Re: Patch for fail-back without fresh backup

Поиск

Список

Период

Сортировка

От	Sameer Thakur
Тема	Re: Patch for fail-back without fresh backup
Дата	20 сентября 2013 г. 13:10:49
Msg-id	CABzZFEuJjgc2oPYAJempj2n8WMF5GwdSNwCs__vq4SWzCseOAw@mail.gmail.com обсуждение исходный текст
Ответ на	Re: Patch for fail-back without fresh backup (Samrat Revagade <revagade.samrat@gmail.com>)
Ответы	Re: Patch for fail-back without fresh backup (Samrat Revagade <revagade.samrat@gmail.com>)
Список	pgsql-hackers

Дерево обсуждения

>Attached patch combines documentation patch and source-code patch.

I have had a stab at reviewing the documentation. Have a look.

--- a/doc/src/sgml/config.sgml

+++ b/doc/src/sgml/config.sgml

@@ -1749,6 +1749,50 @@ include 'filename'

</listitem>

</varlistentry>

+ <varlistentry id="guc-synchronous-transfer" xreflabel="synchronous_transfer">

+ <term><varname>synchronous_transfer</varname> (<type>enum</type>)</term>

+ <indexterm>

+ <primary><varname>synchronous_transfer</> configuration parameter</primary>

+ </indexterm>

+ <listitem>

+ <para>

+ This parameter controls the synchronous nature of WAL transfer and

+ maintains file system level consistency between master server and

+ standby server. It specifies whether master server will wait for file

+ system level change (for example : modifying data page) before

+ the corresponding WAL records are replicated to the standby server.

+ </para>

+ <para>

+ Valid values are <literal>commit</>, <literal>data_flush</> and

+ <literal>all</>. The default value is <literal>commit</>, meaning

+ that master will only wait for transaction commits, this is equivalent

+ to turning off <literal>synchronous_transfer</> parameter and standby

+ server will behave as a <quote>synchronous standby </> in

+ Streaming Replication. For value <literal>data_flush</>, master will

+ wait only for data page modifications but not for transaction

+ commits, hence the standby server will act as <quote>asynchronous

+ failback safe standby</>. For value <literal> all</>, master will wait

+ for data page modifications as well as for transaction commits and

+ resultant standby server will act as <quote>synchronous failback safe

+ standby</>.The wait is on background activities and hence will not create performance overhead.

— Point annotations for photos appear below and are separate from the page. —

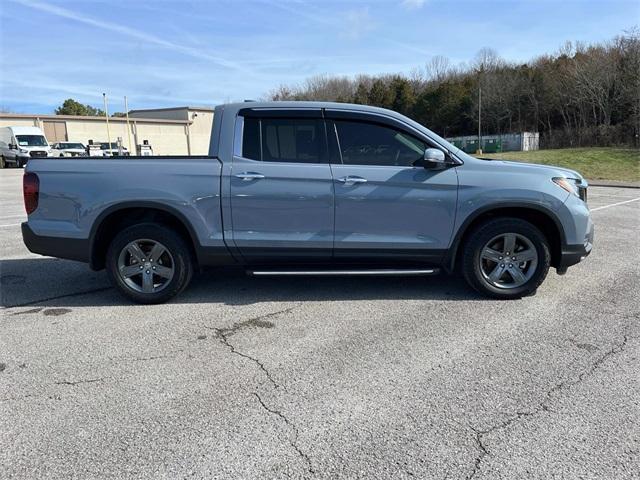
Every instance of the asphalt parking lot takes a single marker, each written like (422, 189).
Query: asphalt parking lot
(322, 378)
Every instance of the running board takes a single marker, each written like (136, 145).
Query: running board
(350, 272)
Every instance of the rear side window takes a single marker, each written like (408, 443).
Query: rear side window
(283, 140)
(363, 143)
(251, 139)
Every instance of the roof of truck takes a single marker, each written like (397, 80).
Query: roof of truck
(309, 104)
(327, 105)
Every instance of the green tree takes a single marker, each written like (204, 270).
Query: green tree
(72, 107)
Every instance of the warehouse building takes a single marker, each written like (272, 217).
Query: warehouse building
(506, 142)
(169, 131)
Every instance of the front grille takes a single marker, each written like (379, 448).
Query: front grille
(582, 193)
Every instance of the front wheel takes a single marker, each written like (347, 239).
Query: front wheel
(506, 258)
(149, 263)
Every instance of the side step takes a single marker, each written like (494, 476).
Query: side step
(349, 272)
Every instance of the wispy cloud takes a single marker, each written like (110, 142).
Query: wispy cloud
(413, 4)
(130, 32)
(358, 22)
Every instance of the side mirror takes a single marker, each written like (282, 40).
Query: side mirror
(434, 158)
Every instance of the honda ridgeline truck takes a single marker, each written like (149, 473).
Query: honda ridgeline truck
(303, 188)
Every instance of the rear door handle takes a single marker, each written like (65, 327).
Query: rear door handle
(248, 176)
(349, 180)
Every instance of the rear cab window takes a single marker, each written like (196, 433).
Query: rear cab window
(286, 136)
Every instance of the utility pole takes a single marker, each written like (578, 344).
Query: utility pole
(479, 151)
(106, 115)
(126, 110)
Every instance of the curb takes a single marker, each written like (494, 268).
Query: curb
(611, 183)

+ To configure synchronous failback safe standby

+ <xref linkend="guc-synchronous-standby-names"> should be set.

+ </para>

+ </listitem>

+ </varlistentry>

@@ -2258,14 +2302,25 @@ include 'filename'</indexterm>

<para>

- Specifies a comma-separated list of standby names that can support

- <firstterm>synchronous replication</>, as described in

- <xref linkend="synchronous-replication">.

- At any one time there will be at most one active synchronous standby;

- transactions waiting for commit will be allowed to proceed after

- this standby server confirms receipt of their data.

- The synchronous standby will be the first standby named in this list

- that is both currently connected and streaming data in real-time

+ Specifies a comma-separated list of standby names. If this parameter

+ is set then standby will behave as synchronous standby in replication,

+ as described in <xref linkend="synchronous-replication"> or synchronous

+ failback safe standby, as described in <xref linkend="failback-safe">.

+ At any time there will be at most one active standby; when standby is

+ synchronous standby in replication, transactions waiting for commit

+ will be allowed to proceed after this standby server confirms receipt

+ of their data. But when standby is synchronous failback safe standby

+ data page modifications as well as transaction commits will be allowed

+ to proceed only after this standby server confirms receipt of their data.

+ If this parameter is set to empty value and

+ <xref linkend="guc-synchronous-transfer"> is set to <literal>data_flush</>

+ then standby is called as asynchronous failback safe standby and only

+ data page modifications will wait before corresponding WAL record is

+ replicated to standby.

+ </para>

+ <para>

+ Synchronous standby in replication will be the first standby named in

+ this list that is both currently connected and streaming data in real-time

(as shown by a state of <literal>streaming</literal> in the

<literal>pg_stat_replication</></link> view).

--- a/doc/src/sgml/high-availability.sgml

+++ b/doc/src/sgml/high-availability.sgml

+ <sect2 id="failback-safe">

+ <title>Setting up failback safe standby</title>

+ <indexterm zone="high-availability">

+ <primary>Setting up failback safe standby</primary>

+ </indexterm>

+ <para>

+ PostgreSQL streaming replication offers durability, but if the master crashes and

+a particular WAL record is unable to reach to standby server, then that

+WAL record is present on master server but not on standby server.

+In such a case master is ahead of standby server in term of WAL records and data in database.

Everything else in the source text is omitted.